One eye was good enough. Its vision seemed to widen after a few fights. Most of the time I didn’t need my right eye but did miss some left hooks coming in. Thankfully, my friends, relatives, and doctors kept their mouths shut. They knew I needed to fight more than protect my remaining eye. I still had to win a world title. The champion, Johnny Wilson, had been hiding. He knew he couldn’t beat me. The only way he’d keep the title was if the referee disqualified me. I fought on flat feet, didn’t unleash windmills, and simply punched more often and rapidly to win the decision. Finally, I was officially the champion, five months after my wife died. She’d have been proud.
I kept fighting. My sister and her husband took care of my daughter when I was busy.

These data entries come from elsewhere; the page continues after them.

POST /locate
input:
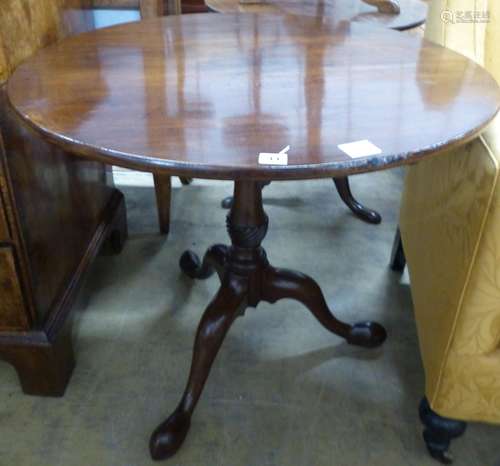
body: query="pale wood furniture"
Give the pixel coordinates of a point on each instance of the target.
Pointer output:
(56, 211)
(217, 132)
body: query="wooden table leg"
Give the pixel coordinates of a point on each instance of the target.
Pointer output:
(358, 209)
(246, 279)
(163, 191)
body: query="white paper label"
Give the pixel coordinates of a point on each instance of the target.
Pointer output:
(357, 149)
(274, 158)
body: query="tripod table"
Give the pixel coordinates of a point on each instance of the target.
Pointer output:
(345, 97)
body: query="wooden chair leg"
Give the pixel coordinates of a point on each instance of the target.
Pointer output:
(163, 192)
(439, 432)
(398, 259)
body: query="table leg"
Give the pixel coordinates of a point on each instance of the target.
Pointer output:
(358, 209)
(385, 6)
(246, 279)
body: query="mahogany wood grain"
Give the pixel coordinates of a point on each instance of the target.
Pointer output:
(413, 12)
(319, 84)
(163, 189)
(12, 298)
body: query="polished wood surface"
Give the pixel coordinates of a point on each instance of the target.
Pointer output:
(412, 12)
(275, 81)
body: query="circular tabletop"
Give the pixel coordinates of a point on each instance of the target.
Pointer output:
(203, 95)
(413, 12)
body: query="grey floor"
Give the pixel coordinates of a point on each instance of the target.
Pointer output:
(283, 390)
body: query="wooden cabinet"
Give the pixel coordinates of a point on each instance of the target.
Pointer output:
(13, 312)
(56, 212)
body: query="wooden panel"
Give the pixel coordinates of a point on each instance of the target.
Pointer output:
(59, 200)
(13, 311)
(4, 230)
(31, 24)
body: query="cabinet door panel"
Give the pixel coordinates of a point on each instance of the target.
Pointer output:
(13, 311)
(4, 230)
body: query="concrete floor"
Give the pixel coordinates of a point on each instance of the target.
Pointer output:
(283, 390)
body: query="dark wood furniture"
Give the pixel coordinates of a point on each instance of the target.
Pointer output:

Despite exciting rumors to the contrary, I just had a few flings until I met Naomi Braden. She looked like my wife but that’s not why I liked her. She was beautiful and sweet and that’s her, in the only surviving film of me, nine minutes of training footage. She smiles and threatens to punch me after I finish jumping rope in 1925. She wanted me to quit. For goodness sakes, Harry, you’ve had three hundred fights the last twelve years, you’re going to be blind, and don’t drive so darn fast.
In August 1925 I broke two ribs near my lungs and injured my back and chest and never felt the same but still fought well. And I believed the best fighters deserved chances to become champions. That’s why in 1926 I agreed to fight Tiger Flowers, a slick left-hander. Jack Dempsey, naturally, was appalled I agreed to fight a black man. So were many others. No black boxer had won a championship in any weight class since Jack Johnson took the heavyweight title almost twenty years earlier. That’s nonsense. And I think losing two close decisions was just as unfair. The second time, in August, Flowers’ trainer convinced officials I was going to fight dirty. I don’t think I did. You can always argue about these things.

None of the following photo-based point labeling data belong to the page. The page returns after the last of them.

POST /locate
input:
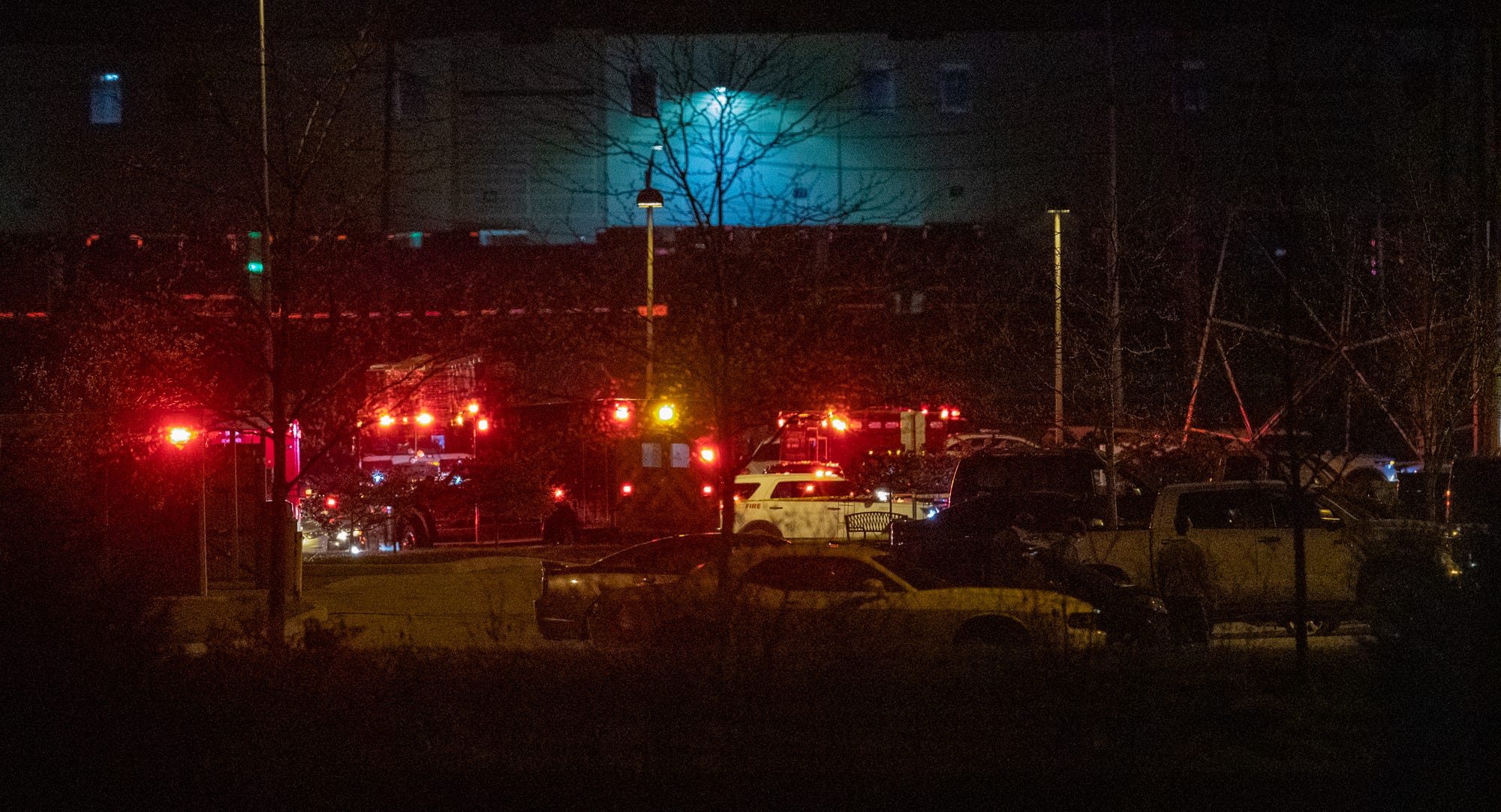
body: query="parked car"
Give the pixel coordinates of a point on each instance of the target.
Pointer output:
(822, 597)
(813, 504)
(571, 592)
(1008, 540)
(1075, 472)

I was ready to quit, anyway. I didn’t want to hang around and let young guys slap me around. What for? I had about a hundred grand in the bank and a nice house in Pittsburgh. I was ready to marry Naomi and start a business or open a gym. First, I went into the hospital and had my right eye taken out and replaced with one that looked real. But we released news that I’d only had cataract surgery. That way I could come back, if I wanted.
In October a farmer couldn’t get his wagon off the road and I swerved and rolled the car and fractured several bones in my nose. My damn right eye socket still hurt and now I had headaches and was dizzy all the time and felt I was going to die and often said so. Be patient, doctors can help you, Naomi said. My sister and brother-in-law were also great. This was going to be all right. On October twenty-first Naomi and I went to the doctor in Atlantic City. Don’t worry, he said, you only need a local anesthetic. He also added some nitrous oxide and oxygen gas while removing bones that blocked my breathing, and when those bones were gone blood rushed into the void and caused my brain to hemorrhage. By 8:30 that night I was in a coma. Naomi held my hand and said she loved me. I hated leaving her the next day. I’m glad Naomi later found another man but sorry she always cried when anyone said my name.